La révolution est d’accepter qu’il faille se former en continu. Se remettre dans une position d’apprentissage et pour les entreprises, encourager les collaborateurs à explorer de nouvelles possibilités avec les nouvelles méthodes d’apprentissage comme les Mooc. Il s’agit d’un choc culturel, qui va permettre de revoir l’organisation du travail, mais aussi celle des entreprises pour aller vers ce que l’auteur Peter Senge appelle la structure apprenante dans son livre La cinquième discipline.

La révolution du manager 

Le rôle du manager va être transformé. Il devient un chef d’orchestre, amené à gérer des équipes pluridisciplinaires, souvent plus expertes que lui. Il est là pour accompagner et coacher ses équipes vers un but commun. Ce que les managers vont perdre en “contrôle”, l’équipe va le gagner en prise d’initiatives. Le manager de demain, sera davantage en charge de partager une vision et pas d’être un point de contrôle. Il aura un rôle d’accompagnement et de coaching, ce qui donnera davantage de sens à ses fonctions.

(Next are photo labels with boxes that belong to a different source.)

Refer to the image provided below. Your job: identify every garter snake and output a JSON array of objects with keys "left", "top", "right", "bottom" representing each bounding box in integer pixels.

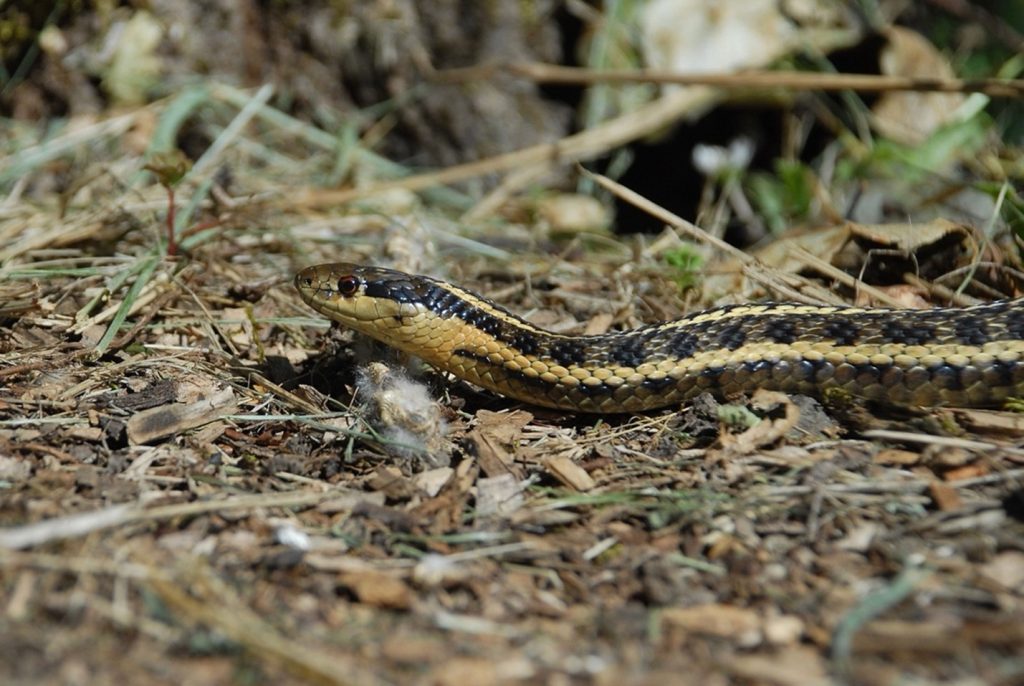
[{"left": 295, "top": 263, "right": 1024, "bottom": 413}]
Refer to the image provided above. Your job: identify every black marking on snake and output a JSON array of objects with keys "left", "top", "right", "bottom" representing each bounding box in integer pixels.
[
  {"left": 510, "top": 331, "right": 541, "bottom": 355},
  {"left": 930, "top": 365, "right": 964, "bottom": 391},
  {"left": 882, "top": 319, "right": 935, "bottom": 345},
  {"left": 365, "top": 281, "right": 421, "bottom": 303},
  {"left": 953, "top": 314, "right": 989, "bottom": 345},
  {"left": 716, "top": 316, "right": 746, "bottom": 350},
  {"left": 821, "top": 316, "right": 860, "bottom": 345},
  {"left": 1007, "top": 309, "right": 1024, "bottom": 338},
  {"left": 461, "top": 307, "right": 507, "bottom": 342},
  {"left": 640, "top": 375, "right": 676, "bottom": 391},
  {"left": 548, "top": 338, "right": 587, "bottom": 367},
  {"left": 669, "top": 331, "right": 700, "bottom": 359},
  {"left": 420, "top": 284, "right": 462, "bottom": 315},
  {"left": 765, "top": 318, "right": 797, "bottom": 345}
]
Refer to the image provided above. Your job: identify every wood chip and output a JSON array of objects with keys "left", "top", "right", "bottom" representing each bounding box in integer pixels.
[
  {"left": 413, "top": 467, "right": 455, "bottom": 498},
  {"left": 662, "top": 603, "right": 761, "bottom": 646},
  {"left": 338, "top": 570, "right": 413, "bottom": 610},
  {"left": 544, "top": 456, "right": 597, "bottom": 492},
  {"left": 928, "top": 481, "right": 964, "bottom": 512},
  {"left": 476, "top": 474, "right": 523, "bottom": 517},
  {"left": 127, "top": 388, "right": 238, "bottom": 445}
]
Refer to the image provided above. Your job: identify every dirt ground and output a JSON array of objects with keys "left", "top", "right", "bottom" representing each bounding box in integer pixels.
[{"left": 0, "top": 3, "right": 1024, "bottom": 686}]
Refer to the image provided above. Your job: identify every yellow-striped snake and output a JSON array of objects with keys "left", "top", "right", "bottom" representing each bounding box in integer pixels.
[{"left": 295, "top": 263, "right": 1024, "bottom": 413}]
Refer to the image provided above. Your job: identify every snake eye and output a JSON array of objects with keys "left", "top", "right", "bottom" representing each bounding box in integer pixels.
[{"left": 338, "top": 276, "right": 359, "bottom": 298}]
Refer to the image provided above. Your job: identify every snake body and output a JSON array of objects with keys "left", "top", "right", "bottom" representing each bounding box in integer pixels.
[{"left": 295, "top": 263, "right": 1024, "bottom": 413}]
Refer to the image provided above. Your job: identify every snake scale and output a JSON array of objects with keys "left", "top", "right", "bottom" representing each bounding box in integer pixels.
[{"left": 295, "top": 263, "right": 1024, "bottom": 413}]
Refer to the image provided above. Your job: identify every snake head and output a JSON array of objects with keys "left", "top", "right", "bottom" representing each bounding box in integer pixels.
[{"left": 295, "top": 262, "right": 423, "bottom": 327}]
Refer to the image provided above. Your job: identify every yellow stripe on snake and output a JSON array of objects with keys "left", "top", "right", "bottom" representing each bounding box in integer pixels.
[{"left": 295, "top": 263, "right": 1024, "bottom": 413}]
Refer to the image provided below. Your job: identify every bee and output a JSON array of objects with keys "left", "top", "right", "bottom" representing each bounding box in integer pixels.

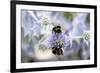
[
  {"left": 52, "top": 47, "right": 63, "bottom": 55},
  {"left": 52, "top": 25, "right": 62, "bottom": 33}
]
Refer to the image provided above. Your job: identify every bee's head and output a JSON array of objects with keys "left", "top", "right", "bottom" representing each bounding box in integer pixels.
[{"left": 52, "top": 26, "right": 62, "bottom": 33}]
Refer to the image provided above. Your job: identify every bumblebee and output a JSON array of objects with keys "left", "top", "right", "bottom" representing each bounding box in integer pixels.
[
  {"left": 52, "top": 26, "right": 62, "bottom": 33},
  {"left": 52, "top": 47, "right": 63, "bottom": 55}
]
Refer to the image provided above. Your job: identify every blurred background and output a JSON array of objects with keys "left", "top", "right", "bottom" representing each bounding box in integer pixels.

Au cœur de cette transformation, les RH deviennent centraux voire critiques. Les DRH vont devoir imaginer de nouveaux parcours personnalisés pour les employés, et des modèles de formations, incluant notamment le coaching, le mentoring et toutes les nouvelles approches en ligne et en présentielle. Il s’agit d’une période excitante, car tout le monde est mis à contribution, de la direction aux employés, qui va choisir comment il voit sa carrière et comment accroître ses compétences.
Tous les jours, les talents nous challengent en entretien, car ils souhaitent mieux connaître l’entreprise, sa culture, ses perspectives d’évolution et de formation. Ils veulent connaître leurs collègues et avoir un manager inspirant. Tous ces questionnements forcent les structures à imaginer de nouveaux plans pour attirer les meilleurs talents et les aider à développer leurs compétences, ainsi que celles qu’ils développeront durant leurs missions. Sans les brider une fois intégrés. Au sein des structures, on choisit aujourd’hui, à quoi ressemblera le futur de la société et donc, de quelles compétences elles auront besoin pour réaliser cet objectif. La formation est le lien qui permet de réaliser ces objectifs et de réaliser des projets entrepreneuriaux d’envergure.